Eine Frau contra Allianz-Versicherung
Ein Herr in Anzug und Krawatte im Vordergrund. Acht Damen in High Heels und im kleinen Schwarzen, manche aus Leder oder Satin. Mit dieser Anzeige warb David Patrick Kundler seit Dezember 2016 für seine Agentur. Nein, keine Escort-Agentur – die Generalvertretung der Berliner Allianz-Versicherung.
Inge Bell war nicht die einzige, der sich bei dem Bild eine gewisse Assoziation aufdrängte. Die Journalistin, die viele TV-Reportagen über Frauenhandel in Osteuropa gemacht hat, postete Mitte Januar das Gruppenbild mit Herrn Kundler auf ihrer Facebook-Seite. Ihr Kommentar: „Nicht zu fassen! Allianz Berlin.

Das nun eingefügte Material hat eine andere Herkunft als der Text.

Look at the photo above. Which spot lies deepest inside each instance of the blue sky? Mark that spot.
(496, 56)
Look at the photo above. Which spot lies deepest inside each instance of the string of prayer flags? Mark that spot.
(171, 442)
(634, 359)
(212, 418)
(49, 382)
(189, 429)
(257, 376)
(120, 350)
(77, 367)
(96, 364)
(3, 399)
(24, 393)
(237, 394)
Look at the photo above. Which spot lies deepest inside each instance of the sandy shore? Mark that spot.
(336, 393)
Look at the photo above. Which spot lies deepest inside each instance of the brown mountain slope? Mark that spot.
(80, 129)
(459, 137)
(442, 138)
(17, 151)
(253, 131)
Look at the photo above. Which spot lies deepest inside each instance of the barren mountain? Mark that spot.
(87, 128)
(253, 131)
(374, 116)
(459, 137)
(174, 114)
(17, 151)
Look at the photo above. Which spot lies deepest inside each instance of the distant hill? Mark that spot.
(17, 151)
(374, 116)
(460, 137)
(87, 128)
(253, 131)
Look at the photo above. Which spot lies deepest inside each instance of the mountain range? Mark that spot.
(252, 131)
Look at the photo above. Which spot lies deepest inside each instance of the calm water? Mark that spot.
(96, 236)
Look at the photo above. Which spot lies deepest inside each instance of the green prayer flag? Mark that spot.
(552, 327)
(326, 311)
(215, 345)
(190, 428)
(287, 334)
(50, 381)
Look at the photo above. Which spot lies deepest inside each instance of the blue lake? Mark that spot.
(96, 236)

Offenbar ernst gemeint.“
Innerhalb kürzester Zeit hatte der Post 1.500 Kommentare: „Hostessen-Agentur“, „Pseudosilberrücken mit Harem“, „Meine Bitches, meine Häuser, meine Autos“. Oder gleich: „eine Art Prostitution!“. Und auch Inge Bell fragte sich, „ob ich hier eine Werbung fürs Berliner Laufhaus Artemis sehe oder für die Berliner Allianz Generalvertretung.“
Aber genau das soll Bell künftig nicht mehr sagen dürfen. Jedenfalls so lange nicht, bis ein Gericht endgültig darüber entscheidet. Denn die acht Damen haben beim Landgericht München eine einstweilige Verfügung gegen Bells „virale Beleidigungskampagne“ erwirkt. Seine Mandantinnen seien „als Prostituierte verunglimpft“ worden, beklagt der Anwalt der Klägerinnen. Dabei hätten diese sich „freiwillig und im Übrigen auch gerne in schwarzen Kleidern und High Heels gemeinsam mit ihrem Arbeitgeber“ ablichten lassen.
Freiwillig? Offenbar haben weder Herr Kundler noch die acht Klägerinnen verstanden, worum es Inge Bell und den Tausenden anderen KritikerInnen des Fotos eigentlich geht. Nämlich: „Die Art und Weise der Inszenierung der Mitarbeiterinnen spricht Bände: Sie werden hier zum Objekt degradiert“, analysiert Bell, und weiter: „Sie flankieren als hübsch anzusehendes, nettes, schmückendes Beiwerk ihren Chef an der Spitze. Er ist als einziger individuell anders gekleidet – absolut konform mit dem Dresscode der Allianz. Die attraktiven Frauen hingegen werden durch ihre uniformierten Kleidchen entindividualisiert.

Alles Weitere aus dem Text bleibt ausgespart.